There are more than 50 universities in Australia, the majority of which offer law degrees. With the inherently competitive beast that is a law degree, comes a natural desire to be at the best law school. To many, being ‘the best’ is often associated with being the biggest. But does the size of your law school really matter? Is your degree still worth the same if you go to a smaller law school? Here are the pros and cons of both big and small law schools…
The greatest advantage of going to a large law school is that it’s usually well known in the industry. Some law schools have been around for a long time and have built up a reputation within the profession, which could potentially set you apart from other candidates when applying for positions.
However, this ‘advantage’ is, unfortunately, somewhat of an illusion. Not only will there be a number of other people from the same law school applying for many of the same job opportunities, but at the end of the day, jobs are awarded on merit. It doesn’t matter if you’ve been at a well known law school; if you do not make a good impression or if your grades aren’t as good as or better than everyone else’s, the law school you attend is not going to get you very far.
Many prominent lawyers and judges are graduates of the bigger law schools. The fact that large law schools have such successful alumni means the experiences they can offer to their current students by way of guest speakers and lecturers is second to none. Going to a large, well-known school gives you easier access to people in the legal industry, and such experiences can help you to launch your own career. That said, some regional universities also have very close ties with local law firms, allowing for an easier transition into the legal industry.
One of the biggest arguments in favour of larger law schools is that they have the means to provide a better ‘quality’ of education for students by way of high profile lecturers and world-class facilities. While larger law schools may have access to more funding, smaller unis still arm students with the same theoretical and practical knowledge needed to enter the workforce.
One of the inevitable challenges of attending a large law school is that it can be difficult for individual students to find support. While many schools have fantastic student representative bodies and student services to help those who are struggling, it is much more difficult to receive individual help from lecturers or staff when you are one of 400 hundred students in a course.
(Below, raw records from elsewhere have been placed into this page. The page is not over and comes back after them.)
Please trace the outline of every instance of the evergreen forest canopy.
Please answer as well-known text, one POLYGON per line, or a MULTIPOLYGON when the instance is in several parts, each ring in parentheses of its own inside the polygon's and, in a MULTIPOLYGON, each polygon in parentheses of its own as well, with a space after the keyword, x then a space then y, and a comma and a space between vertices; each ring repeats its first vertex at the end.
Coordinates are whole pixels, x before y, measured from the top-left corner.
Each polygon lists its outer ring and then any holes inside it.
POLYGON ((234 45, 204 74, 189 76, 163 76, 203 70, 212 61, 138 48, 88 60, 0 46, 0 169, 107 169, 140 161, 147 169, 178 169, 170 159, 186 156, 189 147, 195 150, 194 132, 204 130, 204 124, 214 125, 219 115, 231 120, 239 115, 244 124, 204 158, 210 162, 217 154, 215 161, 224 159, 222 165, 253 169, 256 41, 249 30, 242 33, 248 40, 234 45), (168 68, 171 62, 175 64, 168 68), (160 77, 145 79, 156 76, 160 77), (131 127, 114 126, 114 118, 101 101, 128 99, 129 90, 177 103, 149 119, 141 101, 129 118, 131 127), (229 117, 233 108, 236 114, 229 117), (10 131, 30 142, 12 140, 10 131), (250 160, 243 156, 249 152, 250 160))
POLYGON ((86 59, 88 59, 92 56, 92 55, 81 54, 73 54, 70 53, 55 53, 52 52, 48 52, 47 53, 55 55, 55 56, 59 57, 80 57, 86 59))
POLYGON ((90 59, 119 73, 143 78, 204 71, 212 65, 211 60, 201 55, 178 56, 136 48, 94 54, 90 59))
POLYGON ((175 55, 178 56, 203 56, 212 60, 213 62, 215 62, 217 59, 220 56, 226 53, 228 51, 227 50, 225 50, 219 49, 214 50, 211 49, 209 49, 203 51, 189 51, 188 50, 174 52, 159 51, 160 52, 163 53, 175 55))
In contrast, small law schools with a significantly fewer students allow for a greater degree of face-to-face contact and assistance throughout your degree.
What works for you?
We can sit here and argue the pros and cons of big and small law schools all day, but ultimately you are going to be most successful at a law school that you enjoy attending. Feeling comfortable, supported and interested are fundamental when undertaking any field of study. So while large law schools might have better facilities, or small law schools might have better support networks, what really matters is what works for you.
What do you think? Are big law schools the way to go, or are smaller faculties a better option for students?